Grace and Truth (John 1:1-14)

 

baby jesus in manger 01

There are times in life when it can be really hard to ask for help. Many of us have been taught from childhood that we need to be able to stand on our own two feet, not to rely on others, to be self-sufficient, and to learn how to handle any situation. There are many self-help plans and personal improvement programs what work on this same idea – that we should, although sometimes maybe with a little bit of help, be able to handle anything that life throws our way.

What happens, however, when we find that we just can’t do what we think we should be able to do? Where do we go when it all gets to be too hard and we can’t cope? When life gets too difficult and the stresses, demands or difficulties are too much for us, what happens then?

There are a range of ways in which theologians understand the idea of grace that we read about in the Bible, for example in texts such as John 1:14. It’s a word that Christians can use a lot. There have been a few times in my life when I’ve had to stop and really ask what we mean when we talk about grace.

After a lot of thought and contemplation, one of the ways I understand God’s grace at this point of my life is that God does for us what we can’t do for ourselves, and then gives us the benefits of what he has done so they become our own.

We read in John 1:14, and again in verse 17, that when Jesus was born into our world, he came to us ‘full of grace and truth’ (NIV). The way we can understand grace here is that Jesus came into the world to do for us what we are not able to do for ourselves. In Jesus, God entered into human existence to accomplish for us what we are unable to achieve because of our flawed and broken humanity.

For example, I often hear people say that we need to be able to love ourselves before we can love others. I understand what they’re saying, and it’s not a bad thought, but what happens if, for some reason, a person just isn’t able to love themselves? The good news of God’s grace to us in Jesus is that he does for us what we can’t do for ourselves. God loves us in Jesus enough to be born into the world, go to the cross and die for us. Whether we are able to love ourselves or not, this love remains true. In the grace of God who loves us even when we can’t love ourselves, then, we can find a love that makes us lovable, and then gives us the capacity to love others in the same way.

Another example is forgiveness. Again, I hear people say that we need to forgive ourselves before we can forgive others. I also understand this idea, but sometimes I’ve known people for whom this has been impossible. For a range of reasons, they can’t find within themselves the ability to forgive, either themselves or others. That’s when the grace of God in Jesus becomes so powerful as God does for us what we can’t do for ourselves. Because of Jesus’ birth and life, his death and resurrection, God forgives us. Jesus has carried everything that needs to be forgiven to the cross and nailed it there so we are free from it. By pointing people to the grace of God who forgives us even when we can’t forgive ourselves, we can find the freedom that comes through the forgiveness he gives us in Jesus, as well as the ability to then forgive others.
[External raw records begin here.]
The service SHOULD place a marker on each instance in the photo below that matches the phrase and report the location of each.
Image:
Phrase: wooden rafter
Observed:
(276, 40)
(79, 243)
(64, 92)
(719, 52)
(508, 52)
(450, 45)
There are many ways in which God continues to do for us what we can’t do for ourselves as acts of grace for us in Jesus. God is patient with us when we lose our patience with ourselves or others. God is kind towards us when we find it impossible to be kind to ourselves or others. God is compassionate towards us when we are unable to be compassionate. God is gentle with us even when we are rough on ourselves or others. God sets us free, even when we can’t liberate ourselves from those things in our lives that bind and control us. Whatever we need, whatever our lives are lacking, God’s grace means that in Jesus he does for us what we can’t do for ourselves, and then he gives what he has done to us as a free gift so they become ours.

This grace gives us the freedom to find truth. We don’t need to pretend to be anything we’re not. We don’t have to aspire to be anything different than what we are or maintain a façade of perfection or flawlessness. We can be truthful and honest with ourselves, with God and with others about our struggles and our weaknesses, our flaws and our mistakes, because we know that whatever we’re done, whatever we might be struggling with, whatever might be weighing us down, God gives us grace in the person of Jesus. As the body of Christ, then, we have the opportunity to bring God’s grace to each other as we forgive each other, as we love each other, as we are kind, compassionate and gentle with each other. We can extend God’s grace to each other in Jesus, just like he extended grace to us when we needed it.

When Jesus was born, he didn’t enter the world to give us a new set of rules to live by. He didn’t come as a self-help guru to show us a multi-point plan to achieving everything we hoped for. Jesus was born to show us grace, to do for us in his life, death and resurrection what we can’t do for ourselves, and then to give us the benefits of what he’s done through his Holy Spirit. Jesus was born to gives us grace and truth, so we don’t have to pretend any more, but we can rely on him and trust in the grace he gives.